4. The circumstances of this claim are strikingly similar to those presented in Fleury. The claimant there began to experience pain in his shoulder attributable to his work activities, but continued to work and did not seek medical treatment. Subsequently, while lifting a ladder at home his pain worsened acutely, enough so that he went to the hospital emergency room to be evaluated. In the course of the treatment that followed, the claimant was diagnosed with two injuries. The first, a chronic rotator cuff tear, pre-existed the ladder incident and was causally related to repetitive stress at work. The second, a ruptured biceps tendon, resulted from lifting the ladder at home. Ultimately, the claimant underwent surgery to repair the damaged rotator cuff, and sought workers’ compensation benefits to cover his ensuing disability. The Commissioner denied the claim, noting that even if the claimant’s work-related shoulder problems pre-existed, they were not severe enough to require medical treatment until the non-work-related ladder incident occurred. As such, the ladder incident constituted an independent intervening aggravation and the causal link back to the claimant’s work activities was severed.

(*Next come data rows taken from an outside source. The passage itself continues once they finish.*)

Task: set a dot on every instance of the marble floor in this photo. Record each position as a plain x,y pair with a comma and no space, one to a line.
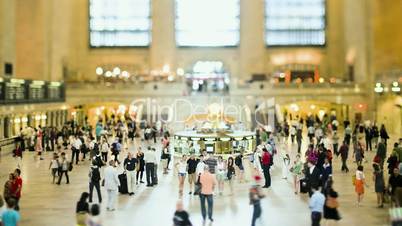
44,203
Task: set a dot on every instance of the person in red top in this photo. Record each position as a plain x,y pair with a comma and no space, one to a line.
266,159
16,188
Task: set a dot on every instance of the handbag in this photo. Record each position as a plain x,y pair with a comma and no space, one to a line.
332,202
197,187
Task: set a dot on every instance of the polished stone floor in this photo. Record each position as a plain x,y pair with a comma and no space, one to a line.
44,203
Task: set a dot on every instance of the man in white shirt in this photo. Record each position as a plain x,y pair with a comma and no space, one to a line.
316,205
112,184
75,149
150,160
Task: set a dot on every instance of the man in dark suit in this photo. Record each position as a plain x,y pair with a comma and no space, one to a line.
313,177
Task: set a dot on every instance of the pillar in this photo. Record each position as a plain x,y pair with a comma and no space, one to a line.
252,44
7,34
163,45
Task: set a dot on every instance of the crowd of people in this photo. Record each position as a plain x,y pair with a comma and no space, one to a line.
120,170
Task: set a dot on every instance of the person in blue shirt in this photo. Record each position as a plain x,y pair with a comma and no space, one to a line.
316,205
10,217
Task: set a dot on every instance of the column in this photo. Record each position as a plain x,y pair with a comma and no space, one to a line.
163,46
358,44
7,34
252,44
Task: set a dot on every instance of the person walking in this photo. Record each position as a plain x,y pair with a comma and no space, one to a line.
368,136
255,195
63,168
116,149
359,184
112,184
348,134
375,134
384,134
313,177
181,171
221,174
10,217
344,152
359,152
94,219
104,149
208,182
150,160
7,191
129,167
140,166
54,166
266,160
335,142
191,169
17,188
331,202
230,171
379,184
296,170
382,152
299,138
75,149
239,167
316,205
94,181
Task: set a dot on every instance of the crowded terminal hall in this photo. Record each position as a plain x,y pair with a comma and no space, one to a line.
200,112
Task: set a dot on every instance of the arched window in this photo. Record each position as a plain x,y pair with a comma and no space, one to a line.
119,23
295,22
207,23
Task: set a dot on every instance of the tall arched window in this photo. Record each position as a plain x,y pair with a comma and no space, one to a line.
119,23
295,22
207,23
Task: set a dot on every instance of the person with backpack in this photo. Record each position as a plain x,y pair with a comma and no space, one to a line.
104,149
129,167
63,168
54,166
239,167
255,196
344,152
75,149
94,181
112,184
116,148
93,147
266,162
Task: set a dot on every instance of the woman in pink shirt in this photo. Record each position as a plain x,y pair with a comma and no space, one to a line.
208,183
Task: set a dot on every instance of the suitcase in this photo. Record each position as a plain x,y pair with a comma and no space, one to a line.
123,189
304,186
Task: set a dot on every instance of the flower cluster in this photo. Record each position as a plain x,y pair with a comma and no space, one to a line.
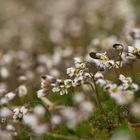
123,93
78,75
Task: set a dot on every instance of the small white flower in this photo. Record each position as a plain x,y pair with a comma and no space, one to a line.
71,71
22,90
19,113
41,93
10,95
101,82
98,75
56,119
56,89
79,63
68,83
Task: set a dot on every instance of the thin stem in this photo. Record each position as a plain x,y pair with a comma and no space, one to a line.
62,136
94,88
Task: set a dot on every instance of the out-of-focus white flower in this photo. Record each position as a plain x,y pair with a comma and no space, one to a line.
71,71
79,63
86,106
68,83
79,97
39,110
41,129
41,93
101,82
19,113
56,119
3,100
132,50
135,110
10,127
98,75
56,89
10,96
31,120
22,90
4,73
5,112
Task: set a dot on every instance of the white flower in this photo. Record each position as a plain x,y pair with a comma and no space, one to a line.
71,71
4,72
5,112
22,90
86,106
68,83
39,110
101,82
56,89
77,81
79,63
56,119
123,97
98,75
78,97
41,93
19,113
132,50
10,95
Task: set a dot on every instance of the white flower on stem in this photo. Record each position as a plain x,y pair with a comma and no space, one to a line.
98,75
19,113
71,71
112,64
10,95
101,82
79,63
41,93
22,90
77,81
68,83
56,119
132,50
123,97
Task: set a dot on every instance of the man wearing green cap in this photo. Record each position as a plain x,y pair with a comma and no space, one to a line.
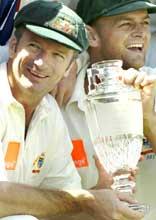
117,30
41,178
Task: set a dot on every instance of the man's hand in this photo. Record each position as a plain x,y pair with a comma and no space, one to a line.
109,205
147,85
63,91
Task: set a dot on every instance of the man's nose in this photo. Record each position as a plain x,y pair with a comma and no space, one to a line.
139,30
38,62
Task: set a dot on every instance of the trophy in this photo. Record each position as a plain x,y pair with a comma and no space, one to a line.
115,121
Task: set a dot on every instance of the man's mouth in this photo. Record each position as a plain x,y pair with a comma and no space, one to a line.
137,47
37,74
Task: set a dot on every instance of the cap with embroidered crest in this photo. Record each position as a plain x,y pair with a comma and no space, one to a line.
90,10
55,21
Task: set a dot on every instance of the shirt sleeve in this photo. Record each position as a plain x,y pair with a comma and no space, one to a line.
61,171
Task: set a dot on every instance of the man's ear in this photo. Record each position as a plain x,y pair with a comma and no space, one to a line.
94,39
72,69
12,46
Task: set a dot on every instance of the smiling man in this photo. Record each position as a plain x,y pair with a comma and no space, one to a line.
117,30
35,145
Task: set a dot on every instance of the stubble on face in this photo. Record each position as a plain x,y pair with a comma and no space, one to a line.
124,37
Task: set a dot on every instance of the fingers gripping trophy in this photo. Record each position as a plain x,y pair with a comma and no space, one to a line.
115,121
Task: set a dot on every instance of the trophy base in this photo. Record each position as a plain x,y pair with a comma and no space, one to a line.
144,208
123,184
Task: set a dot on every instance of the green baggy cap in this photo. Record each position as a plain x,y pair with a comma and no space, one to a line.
90,10
55,21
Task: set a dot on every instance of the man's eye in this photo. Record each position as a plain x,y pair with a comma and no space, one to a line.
147,23
34,46
59,55
124,24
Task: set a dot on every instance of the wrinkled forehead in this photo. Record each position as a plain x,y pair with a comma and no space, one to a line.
134,15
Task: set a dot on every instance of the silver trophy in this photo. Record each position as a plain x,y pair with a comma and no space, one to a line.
115,121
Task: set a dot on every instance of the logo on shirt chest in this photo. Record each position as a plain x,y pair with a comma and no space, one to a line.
38,163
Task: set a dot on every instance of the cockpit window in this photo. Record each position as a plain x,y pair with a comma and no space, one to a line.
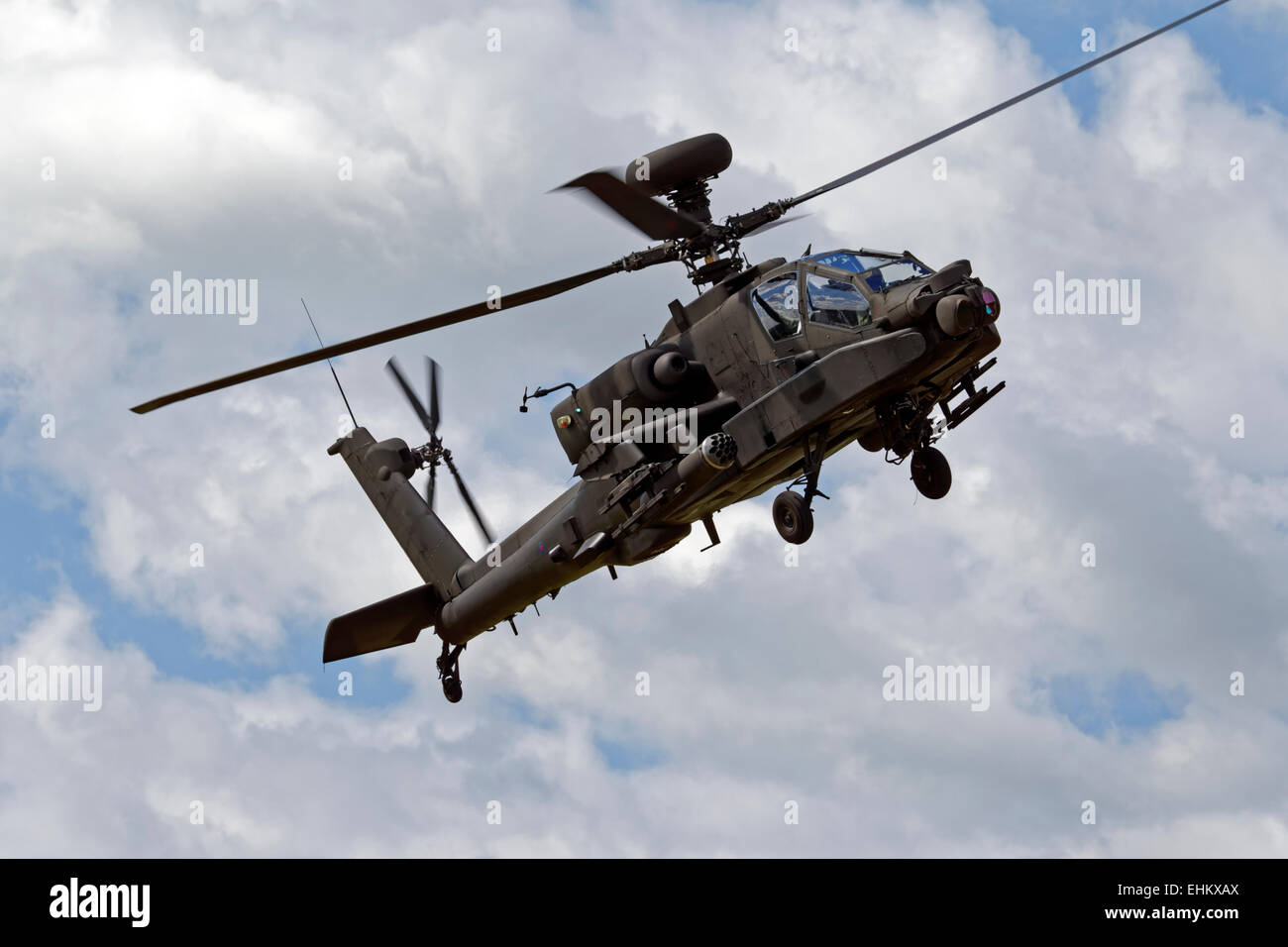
880,272
836,302
854,263
778,307
901,270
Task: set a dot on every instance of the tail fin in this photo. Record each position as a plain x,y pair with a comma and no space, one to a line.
382,468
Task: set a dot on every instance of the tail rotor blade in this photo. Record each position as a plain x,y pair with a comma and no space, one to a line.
391,365
432,371
469,500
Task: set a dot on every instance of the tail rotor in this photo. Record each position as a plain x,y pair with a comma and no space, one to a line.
433,453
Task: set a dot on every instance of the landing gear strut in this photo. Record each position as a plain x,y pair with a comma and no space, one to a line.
793,514
450,672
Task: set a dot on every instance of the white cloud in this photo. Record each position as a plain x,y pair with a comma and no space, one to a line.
224,163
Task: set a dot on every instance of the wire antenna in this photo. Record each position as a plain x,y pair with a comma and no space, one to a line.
329,363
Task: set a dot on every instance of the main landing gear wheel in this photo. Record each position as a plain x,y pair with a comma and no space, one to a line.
930,474
793,517
450,672
452,689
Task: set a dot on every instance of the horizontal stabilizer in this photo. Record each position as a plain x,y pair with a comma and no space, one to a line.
386,624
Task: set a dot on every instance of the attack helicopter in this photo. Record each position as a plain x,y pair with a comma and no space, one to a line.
754,382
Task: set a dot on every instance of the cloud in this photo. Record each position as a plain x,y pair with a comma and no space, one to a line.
765,680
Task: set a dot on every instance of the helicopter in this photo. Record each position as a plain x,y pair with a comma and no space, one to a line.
769,369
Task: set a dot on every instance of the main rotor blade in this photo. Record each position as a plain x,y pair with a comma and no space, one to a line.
780,222
425,419
447,318
432,371
469,500
939,136
649,217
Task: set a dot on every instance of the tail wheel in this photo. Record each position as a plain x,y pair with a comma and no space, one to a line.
793,517
930,474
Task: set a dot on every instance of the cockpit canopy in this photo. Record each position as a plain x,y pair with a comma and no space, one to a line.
832,289
879,270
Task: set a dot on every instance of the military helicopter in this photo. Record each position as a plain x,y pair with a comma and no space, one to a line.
773,368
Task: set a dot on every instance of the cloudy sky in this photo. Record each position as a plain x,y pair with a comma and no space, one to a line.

5. Here too, it was a non-work-related event that first compelled Claimant to seek treatment for her symptoms. Claimant admits, furthermore, that by the time the treatment at issue concluded she was back to whatever baseline symptoms she had experienced before. The inescapable conclusion from these facts is that regardless of whatever underlying condition already troubled her, it was her non-work-related injury that caused her need for medical care and ensuing temporary disability.
6. It may be that Claimant’s baseline condition is in fact work-related, and if it requires medical treatment or causes disability from work at some future point her claim for workers’ compensation benefits may well be compensable. Her current claim, however, is for benefits that clearly are attributable to her non-work-related aggravation. As such, they are not compensable.
7. As Claimant has not prevailed, she is not entitled to an award of costs or attorney fees.
Based on the foregoing findings of fact and conclusions of law, Claimant’s claim for workers’ compensation benefits is hereby DENIED.
DATED at Montpelier, Vermont this 3rd day of November 2009.
Patricia Moulton Powden
Within 30 days after copies of this opinion have been mailed, either party may appeal questions of fact or mixed questions of law and fact to a superior court or questions of law to the Vermont Supreme Court. 21 V.S.A. §§670, 672.